Une baisse des prix continue des biens immobiliers anciens ou nécessitant une rénovation, ainsi que des logements établis dans une zone plus accessible semble alors plus évidente. Cependant, en comparaison avec la crise financière des années 1990, cette dernière, malgré une baisse des transactions immobilière et la pénurie des offres, n’a pas naturellement engendré une baisse des tarifs : les prix ne se sont avérés satisfaisants qu’après quatre ans.

La moyenne des prix de l’immobilier est trompeuse

Certes, une décote des prix de l’immobilier plus importante est prévue pour 2014, toutefois, si l’on se fie toujours aux analyses des experts financiers du secteur, les potentiels acquéreurs en quête d’opportunités ne devraient pas se fier à la moyenne des prix, trompeuse. En effet, les tarifs restent malgré tout irréguliers, tout comme c’est le cas depuis le début de la crise financière. De surcroît, les biens offrant un bon rapport qualité prix connaissent de meilleures ventes, alors que les biens anciens connaissent également une baisse continue de leurs tarifs.
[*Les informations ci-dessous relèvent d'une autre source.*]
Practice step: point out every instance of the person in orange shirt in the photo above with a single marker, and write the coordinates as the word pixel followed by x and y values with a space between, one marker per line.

Pour les acquéreurs potentiels en quête d’un bien immobilier de qualité et bien situé, les opportunités semblent alors moins présentes : il bénéficieront d’une baisse des prix de 5 % en moyenne, contre 15 % pour les investisseurs de l’ancien ou intéressés par les biens de moindre qualité ou moins bien localisés. En somme, l’évolution du marché immobilier avec la crise financière pourrait aller à la même allure que celle du marché de la crise des années 1990.